Eppure, il suo allievo prediletto, François Truffaut, ne ha tradito (o meglio: trasformato) la lezione. Se Bazin credeva nel realismo, Truffaut – pur figlio della sua teoria – ha praticato un cinema fortemente stilizzato, emotivo, costruito sulla soggettività e l’invenzione narrativa. I suoi film, da I 400 colpi a Effetto notte, non sono reportage, ma racconti personali, stilizzati, spesso metacinematografici. È la dimostrazione che anche chi nasce nel culto del reale può, da artista, scegliere l’immaginazione come strumento di verità più profonda.

Questa tensione tra realtà e visione attraversa tutta la storia del cinema.

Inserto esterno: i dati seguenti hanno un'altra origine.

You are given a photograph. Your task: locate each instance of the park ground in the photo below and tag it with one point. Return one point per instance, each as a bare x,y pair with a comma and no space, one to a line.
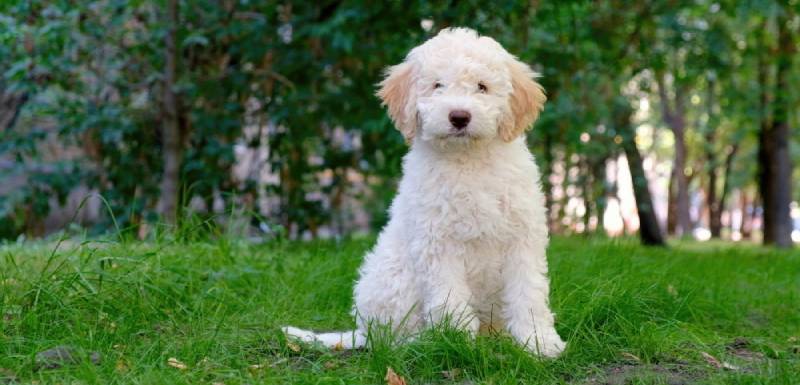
209,312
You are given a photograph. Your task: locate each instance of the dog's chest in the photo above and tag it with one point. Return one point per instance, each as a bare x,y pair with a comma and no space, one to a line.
465,207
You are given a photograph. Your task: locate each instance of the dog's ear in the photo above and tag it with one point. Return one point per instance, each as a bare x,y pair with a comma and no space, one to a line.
526,101
396,93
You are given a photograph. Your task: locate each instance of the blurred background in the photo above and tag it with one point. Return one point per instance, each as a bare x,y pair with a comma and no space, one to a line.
664,119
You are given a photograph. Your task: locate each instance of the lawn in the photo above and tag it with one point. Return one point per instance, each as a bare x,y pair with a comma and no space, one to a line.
209,313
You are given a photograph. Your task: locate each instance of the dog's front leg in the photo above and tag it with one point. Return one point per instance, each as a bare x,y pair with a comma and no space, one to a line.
525,294
445,291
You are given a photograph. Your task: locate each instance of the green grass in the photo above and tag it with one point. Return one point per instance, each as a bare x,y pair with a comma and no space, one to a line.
631,315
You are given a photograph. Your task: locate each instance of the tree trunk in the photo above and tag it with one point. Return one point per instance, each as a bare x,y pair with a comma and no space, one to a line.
547,172
716,219
774,158
712,200
673,112
748,208
672,205
649,231
170,135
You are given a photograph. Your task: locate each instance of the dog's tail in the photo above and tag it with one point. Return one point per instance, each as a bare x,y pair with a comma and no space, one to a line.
352,339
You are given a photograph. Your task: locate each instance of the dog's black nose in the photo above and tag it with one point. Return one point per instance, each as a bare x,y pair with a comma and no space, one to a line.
459,118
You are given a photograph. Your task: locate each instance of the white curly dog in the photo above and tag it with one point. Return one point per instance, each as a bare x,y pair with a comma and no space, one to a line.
467,236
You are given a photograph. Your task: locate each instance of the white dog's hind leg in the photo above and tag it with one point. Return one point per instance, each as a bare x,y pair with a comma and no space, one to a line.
353,339
525,295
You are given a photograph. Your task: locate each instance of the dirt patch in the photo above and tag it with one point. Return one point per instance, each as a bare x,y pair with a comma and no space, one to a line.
742,349
624,374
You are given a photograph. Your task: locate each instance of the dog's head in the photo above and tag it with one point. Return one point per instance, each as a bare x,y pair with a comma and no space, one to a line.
461,87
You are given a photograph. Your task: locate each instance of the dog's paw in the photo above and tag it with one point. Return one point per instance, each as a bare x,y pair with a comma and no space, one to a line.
299,334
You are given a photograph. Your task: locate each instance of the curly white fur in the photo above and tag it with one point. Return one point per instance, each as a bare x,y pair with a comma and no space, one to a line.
467,236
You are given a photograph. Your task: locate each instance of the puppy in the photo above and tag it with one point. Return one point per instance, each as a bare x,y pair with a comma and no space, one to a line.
467,236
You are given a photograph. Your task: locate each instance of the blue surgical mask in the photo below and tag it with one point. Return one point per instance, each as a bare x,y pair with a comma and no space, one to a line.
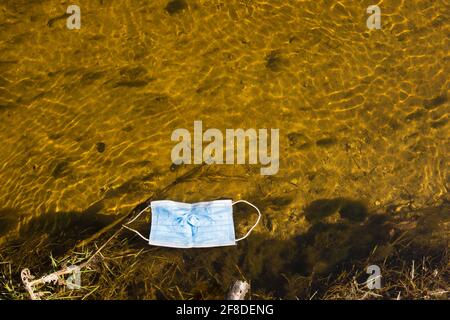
196,225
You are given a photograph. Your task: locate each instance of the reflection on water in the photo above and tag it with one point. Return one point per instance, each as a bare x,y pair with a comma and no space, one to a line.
87,115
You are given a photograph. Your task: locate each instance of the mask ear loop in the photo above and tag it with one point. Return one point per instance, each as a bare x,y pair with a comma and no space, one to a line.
132,220
257,220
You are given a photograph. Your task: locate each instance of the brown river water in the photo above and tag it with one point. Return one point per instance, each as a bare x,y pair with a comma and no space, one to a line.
87,117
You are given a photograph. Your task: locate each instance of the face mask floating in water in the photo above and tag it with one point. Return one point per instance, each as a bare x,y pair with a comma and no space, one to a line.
196,225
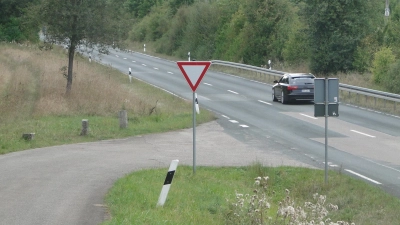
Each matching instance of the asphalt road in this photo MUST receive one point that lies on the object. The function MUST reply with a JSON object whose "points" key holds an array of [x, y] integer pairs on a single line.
{"points": [[67, 184], [363, 143]]}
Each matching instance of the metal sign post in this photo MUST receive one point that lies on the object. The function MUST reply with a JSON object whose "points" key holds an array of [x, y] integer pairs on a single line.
{"points": [[194, 73], [326, 103]]}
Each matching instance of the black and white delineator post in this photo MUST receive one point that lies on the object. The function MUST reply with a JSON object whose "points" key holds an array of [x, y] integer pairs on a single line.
{"points": [[167, 182], [326, 104], [194, 72]]}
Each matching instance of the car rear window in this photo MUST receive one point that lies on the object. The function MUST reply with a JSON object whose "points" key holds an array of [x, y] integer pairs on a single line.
{"points": [[302, 80]]}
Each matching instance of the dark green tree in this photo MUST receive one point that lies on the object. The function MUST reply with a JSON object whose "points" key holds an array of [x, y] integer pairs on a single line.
{"points": [[336, 28], [12, 22], [75, 23]]}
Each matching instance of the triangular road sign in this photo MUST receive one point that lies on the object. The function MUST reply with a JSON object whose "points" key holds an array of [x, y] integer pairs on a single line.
{"points": [[193, 71]]}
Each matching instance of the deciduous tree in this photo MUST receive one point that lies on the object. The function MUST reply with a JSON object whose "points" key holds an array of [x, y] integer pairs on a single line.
{"points": [[77, 22]]}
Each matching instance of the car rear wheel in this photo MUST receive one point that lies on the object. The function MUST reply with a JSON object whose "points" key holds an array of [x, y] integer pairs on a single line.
{"points": [[283, 99]]}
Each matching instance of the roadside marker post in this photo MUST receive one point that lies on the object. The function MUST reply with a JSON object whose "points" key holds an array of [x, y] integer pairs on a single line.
{"points": [[167, 182], [194, 71], [326, 104]]}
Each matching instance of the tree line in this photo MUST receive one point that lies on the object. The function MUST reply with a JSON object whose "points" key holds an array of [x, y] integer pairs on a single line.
{"points": [[329, 36]]}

Come ha scritto Gilles Deleuze, il cinema non è solo uno specchio del mondo, ma anche una forma di pensiero autonoma. Nei suoi L’immagine-movimento e L’immagine-tempo, Deleuze mostra come il cinema possa diventare una macchina filosofica, capace di dare corpo al tempo, al sogno, alla crisi della percezione. Fellini – come Lynch, Resnais, Tarkovskij – rappresenta per Deleuze un punto di svolta: il cinema che non racconta più storie logiche, ma sogni, memorie, visioni.

Questo è anche il cuore del cinema di Paolo Sorrentino, forse il più fedele erede contemporaneo di Fellini. I suoi film – La grande bellezzaYouthÈ stata la mano di Dio, e ora Parthenope – non si preoccupano di “rappresentare” la realtà, ma di reinventarla poeticamente. In Parthenope, Napoli è vista attraverso la lente mitica della sirena fondatrice; la protagonista stessa è una figura sospesa tra mito e realtà, tra corpo e simbolo. Il film non racconta, evoca. È un viaggio interiore, un canto visivo, una confessione muta.

Eppure, mentre questo cinema dell’immaginazione sopravvive, il panorama italiano dominante sembra volgersi tutto al realismo: film premiati, acclamati, celebrati, che raccontano storie vere, drammi civili, cronache familiari. È un cinema spesso nobile, ma che si è fatto sistema, quasi ideologia. L’estetica del reale è diventata l’unico linguaggio ritenuto legittimo, e ogni deviazione verso il sogno, la metafora, il simbolo appare sospetta, marginale.

Questa “smania di reale” ha contagiato anche Hollywood, che da anni alterna solo due registri: da un lato, l’iperrealismo tragico o biografico, dall’altro, la fuga escapista del blockbuster. Tra questi poli, poco spazio resta per un cinema della visione, della psiche, del mistero.

Ecco perché registi come Sorrentino sono tanto preziosi. Il suo non è un cinema decorativo o astratto: è un atto politico dell’anima. È una risposta all’omologazione. In lui, come in Fellini, ogni film è una dichiarazione d’amore per ciò che non si può spiegare. È cinema che non riflette la realtà, ma la sogna. E proprio per questo, la rivela.

Come Deleuze ci ha insegnato, il cinema può pensare. E come Fellini ci ha mostrato, può anche farci sognare. In un mondo dove il reale è ormai un’ossessione, forse proprio l’immaginazione è la forma più radicale di verità.